Cela nécessite la mise en œuvre d’une politique régionale ambitieuse en terme de développement d’économie de proximité qui revient à :

  • Faciliter les conditions d’accès aux capitaux, en soutenant le développement de l’épargne solidaire en Bretagne et les sociétés coopératives de capital-risque. Veiller à ce que La BPI soutienne vraiment les TPE. Considérer également que l’innovation en matière économique ne réside pas exclusivement dans la création de start-up ou dans le fait de faire de toute entreprise un produit spéculatif.
  • Créer une monnaie complémentaire régionale pour encourager les échanges entre les acteurs économiques Bretons.
  • Créer un office public foncier artisanal et commercial permettant de favoriser l’installation, avec notamment des loyers évolutifs qui permettraient d’accompagner la montée en charge progressive des activités.
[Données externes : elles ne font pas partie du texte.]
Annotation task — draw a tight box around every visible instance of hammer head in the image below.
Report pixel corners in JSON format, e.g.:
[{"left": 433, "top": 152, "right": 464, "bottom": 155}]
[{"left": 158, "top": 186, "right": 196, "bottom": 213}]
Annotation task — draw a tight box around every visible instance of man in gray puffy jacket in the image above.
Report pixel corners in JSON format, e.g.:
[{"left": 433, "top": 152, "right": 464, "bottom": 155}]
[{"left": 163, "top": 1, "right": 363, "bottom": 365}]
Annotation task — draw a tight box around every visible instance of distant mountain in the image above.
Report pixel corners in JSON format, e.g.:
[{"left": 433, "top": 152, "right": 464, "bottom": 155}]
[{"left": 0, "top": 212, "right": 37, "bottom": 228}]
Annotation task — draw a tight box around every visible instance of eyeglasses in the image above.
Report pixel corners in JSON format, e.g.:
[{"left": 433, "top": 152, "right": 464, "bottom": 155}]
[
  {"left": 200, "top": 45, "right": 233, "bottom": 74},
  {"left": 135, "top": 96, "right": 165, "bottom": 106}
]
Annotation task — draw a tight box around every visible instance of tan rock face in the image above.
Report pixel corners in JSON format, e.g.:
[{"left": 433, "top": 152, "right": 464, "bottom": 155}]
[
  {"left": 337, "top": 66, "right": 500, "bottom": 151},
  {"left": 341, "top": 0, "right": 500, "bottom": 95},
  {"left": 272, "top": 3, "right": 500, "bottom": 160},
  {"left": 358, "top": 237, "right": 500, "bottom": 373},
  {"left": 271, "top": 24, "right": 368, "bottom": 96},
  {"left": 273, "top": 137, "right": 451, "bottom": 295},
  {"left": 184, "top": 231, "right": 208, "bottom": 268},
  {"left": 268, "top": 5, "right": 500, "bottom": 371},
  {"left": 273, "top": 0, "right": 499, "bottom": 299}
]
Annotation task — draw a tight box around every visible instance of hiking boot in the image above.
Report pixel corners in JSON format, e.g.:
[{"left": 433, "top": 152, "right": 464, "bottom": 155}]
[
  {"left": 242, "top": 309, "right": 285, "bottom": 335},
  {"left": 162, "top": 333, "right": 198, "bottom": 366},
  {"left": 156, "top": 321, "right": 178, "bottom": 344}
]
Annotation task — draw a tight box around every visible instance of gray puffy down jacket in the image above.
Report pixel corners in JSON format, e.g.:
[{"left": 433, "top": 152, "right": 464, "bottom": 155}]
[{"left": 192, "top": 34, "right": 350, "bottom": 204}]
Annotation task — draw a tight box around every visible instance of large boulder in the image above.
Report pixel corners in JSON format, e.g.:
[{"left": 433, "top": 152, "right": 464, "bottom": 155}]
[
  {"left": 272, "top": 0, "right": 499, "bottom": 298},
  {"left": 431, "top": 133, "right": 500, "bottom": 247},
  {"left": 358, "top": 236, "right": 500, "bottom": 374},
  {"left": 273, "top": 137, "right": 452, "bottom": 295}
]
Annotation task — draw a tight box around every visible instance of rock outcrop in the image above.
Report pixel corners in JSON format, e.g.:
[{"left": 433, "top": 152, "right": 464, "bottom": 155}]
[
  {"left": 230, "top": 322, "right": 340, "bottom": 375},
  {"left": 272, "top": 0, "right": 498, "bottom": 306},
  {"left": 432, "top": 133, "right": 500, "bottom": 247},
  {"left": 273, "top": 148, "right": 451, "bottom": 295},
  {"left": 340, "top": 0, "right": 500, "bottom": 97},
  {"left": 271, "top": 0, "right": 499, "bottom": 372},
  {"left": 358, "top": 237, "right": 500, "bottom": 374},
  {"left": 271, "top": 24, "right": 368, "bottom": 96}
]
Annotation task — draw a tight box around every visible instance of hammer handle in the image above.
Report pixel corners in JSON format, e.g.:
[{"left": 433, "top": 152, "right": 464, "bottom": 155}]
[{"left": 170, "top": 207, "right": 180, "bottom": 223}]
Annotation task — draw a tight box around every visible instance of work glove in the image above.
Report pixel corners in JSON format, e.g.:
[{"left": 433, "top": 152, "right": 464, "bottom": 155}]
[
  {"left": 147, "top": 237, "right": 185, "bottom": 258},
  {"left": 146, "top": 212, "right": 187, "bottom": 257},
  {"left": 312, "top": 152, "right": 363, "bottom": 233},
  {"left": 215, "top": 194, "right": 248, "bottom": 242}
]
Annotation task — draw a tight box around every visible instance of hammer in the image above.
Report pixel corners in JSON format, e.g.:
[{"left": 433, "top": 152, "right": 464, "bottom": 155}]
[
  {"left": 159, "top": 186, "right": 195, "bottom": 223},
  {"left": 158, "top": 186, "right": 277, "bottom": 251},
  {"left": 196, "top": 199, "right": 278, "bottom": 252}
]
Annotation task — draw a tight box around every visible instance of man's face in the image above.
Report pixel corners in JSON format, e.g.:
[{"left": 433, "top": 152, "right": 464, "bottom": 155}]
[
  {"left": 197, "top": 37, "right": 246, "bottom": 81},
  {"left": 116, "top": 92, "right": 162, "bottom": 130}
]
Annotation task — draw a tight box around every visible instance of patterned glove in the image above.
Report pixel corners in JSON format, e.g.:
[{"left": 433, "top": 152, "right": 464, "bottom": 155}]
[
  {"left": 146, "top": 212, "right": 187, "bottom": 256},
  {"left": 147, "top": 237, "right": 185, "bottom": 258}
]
Soutenir les villes bretonnes qui encouragent les propriétaires de cellules commerciales à louer leurs locaux à des prix raisonnables par une politique fiscale adaptée.
  • Faire en sorte que les politiques de soutien à l’innovation et à la recherche ne soient pas systématiquement liées aux nombres de dépôts de brevets.
  • Encourager des initiatives permettant de renforcer les liens de coopération professionnelle entre acteurs d’une filière (ex : développer des conventions d’affaires pour favoriser des liens de gré à gré entre épiceries, restaurateurs, artisans, bistrotiers, hôteliers et agriculteurs).
  • Au regard du développement des machines-outils numériques, encourager des partenariats entre les informaticiens et le monde artisanal pour produire des logiciels en format ouvert, permettant aux artisans de rester maîtres de la conception de leur ouvrage.
  • Être attentif à ce que les politiques locales d’économie sociale et solidaire s’ouvrent au monde de l’artisanat, du commerce de proximité, que les critères d’entreprise d’utilité sociale leur soient accessibles.

Redonnons de la vigueur au débat des idées et des faits : alimentons-nous, alimentons la démocratie.